The researchers studied the different phases of the LC-NE system in monkeys. They noticed that, in phasic activation, the ability to focus enhanced exploitation tasks. As for the tonic activation, the ability to move from current task to look for another could enhance explorative behavior.
Take our friends Bob and Joe from earlier. Bob, the meticulous and traditional berry picker may have a stronger ability to remain in the phasic phase. While Joe, the restless and curious explorer may remain more often in the tonic phase, unattached to one task.
Being able to dynamically move between the two is what has allowed for this trait to exist across many of us at varying levels. We cannot write off the potential advantage that impulsivity and distractibility can offer.
These perspectives challenge conventional narratives, where lack of focus is often viewed as a weakness or a flaw among all individuals. Impulsivity is synonymous with recklessness and is discouraged. Barack’s findings raise provocative questions of whether traits like distractibility and impulsivity could be reframed as assets. Eisenburg’s findings, invite a real-world perspective on the diversity of humankind, and the importance of context in labeling characteristics as disorders. Aston-Jones and Cohen’s findings show us how the brain dances between impulsivity and focus.

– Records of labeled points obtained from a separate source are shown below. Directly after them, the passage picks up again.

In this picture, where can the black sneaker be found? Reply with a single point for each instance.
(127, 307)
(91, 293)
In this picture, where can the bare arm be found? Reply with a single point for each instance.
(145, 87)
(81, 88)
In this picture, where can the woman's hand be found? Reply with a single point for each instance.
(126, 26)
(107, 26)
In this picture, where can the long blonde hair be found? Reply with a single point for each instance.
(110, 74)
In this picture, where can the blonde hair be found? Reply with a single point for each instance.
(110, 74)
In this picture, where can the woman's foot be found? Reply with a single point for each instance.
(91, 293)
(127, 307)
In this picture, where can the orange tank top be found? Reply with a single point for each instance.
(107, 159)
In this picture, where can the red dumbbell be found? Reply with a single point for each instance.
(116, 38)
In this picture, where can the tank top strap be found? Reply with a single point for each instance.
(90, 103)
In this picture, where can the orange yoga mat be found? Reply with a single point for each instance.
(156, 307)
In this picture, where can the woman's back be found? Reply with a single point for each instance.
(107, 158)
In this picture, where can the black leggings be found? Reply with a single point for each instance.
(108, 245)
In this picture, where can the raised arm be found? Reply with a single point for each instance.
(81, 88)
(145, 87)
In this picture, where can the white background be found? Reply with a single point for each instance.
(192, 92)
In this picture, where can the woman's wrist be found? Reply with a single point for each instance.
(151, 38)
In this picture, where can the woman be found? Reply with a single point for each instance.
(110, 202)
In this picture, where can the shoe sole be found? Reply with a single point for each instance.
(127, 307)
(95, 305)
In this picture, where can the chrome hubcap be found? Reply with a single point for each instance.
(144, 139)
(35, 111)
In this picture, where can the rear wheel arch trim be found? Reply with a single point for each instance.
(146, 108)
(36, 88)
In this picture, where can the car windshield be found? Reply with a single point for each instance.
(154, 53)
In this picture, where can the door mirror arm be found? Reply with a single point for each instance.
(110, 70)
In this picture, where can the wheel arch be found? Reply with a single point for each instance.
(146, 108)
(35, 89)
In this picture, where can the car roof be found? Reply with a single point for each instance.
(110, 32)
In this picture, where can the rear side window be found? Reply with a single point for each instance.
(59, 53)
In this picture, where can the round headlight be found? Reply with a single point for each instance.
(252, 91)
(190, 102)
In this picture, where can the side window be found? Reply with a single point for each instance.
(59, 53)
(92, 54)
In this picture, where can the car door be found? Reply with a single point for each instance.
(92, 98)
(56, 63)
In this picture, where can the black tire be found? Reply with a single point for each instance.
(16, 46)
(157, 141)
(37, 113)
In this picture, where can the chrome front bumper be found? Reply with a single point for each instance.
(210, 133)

It is still important to recognize that, while the traits of ADHD may have been once helpful, the challenges faced by individuals with ADHD are significant, often requiring tailored interventions to support daily life. As Abramowitz said, “you want to differentiate true innate hyperactivity and impulsivity from what is maybe at high level until it’s pathological and it results in a diagnosis.”
More research is needed to confidently conclude if ADHD could be advantageous, but these studies, nevertheless, push us to think more expansively. Acknowledging the value of innovation and adaptability allow workplaces and schools to reimagine their structures. we can begin to see impulsivity and distractibility as assets, as opposed to shutting them down as deficits.
The evolutionary narrative invites us to reconsider the diversity of human behavior. Survival once required both explorers and settlers, risk-takers and planners, as with Bob and Joe. Perhaps traits we label as disorders today played a role in our ancestors’ survival, and may even hold untapped potential in our modern world.
“What if we trained ourselves to tune how distracted we were to the environment, instead of trying to eliminate distraction entirely?” Barack suggested. “It turns into a superpower.”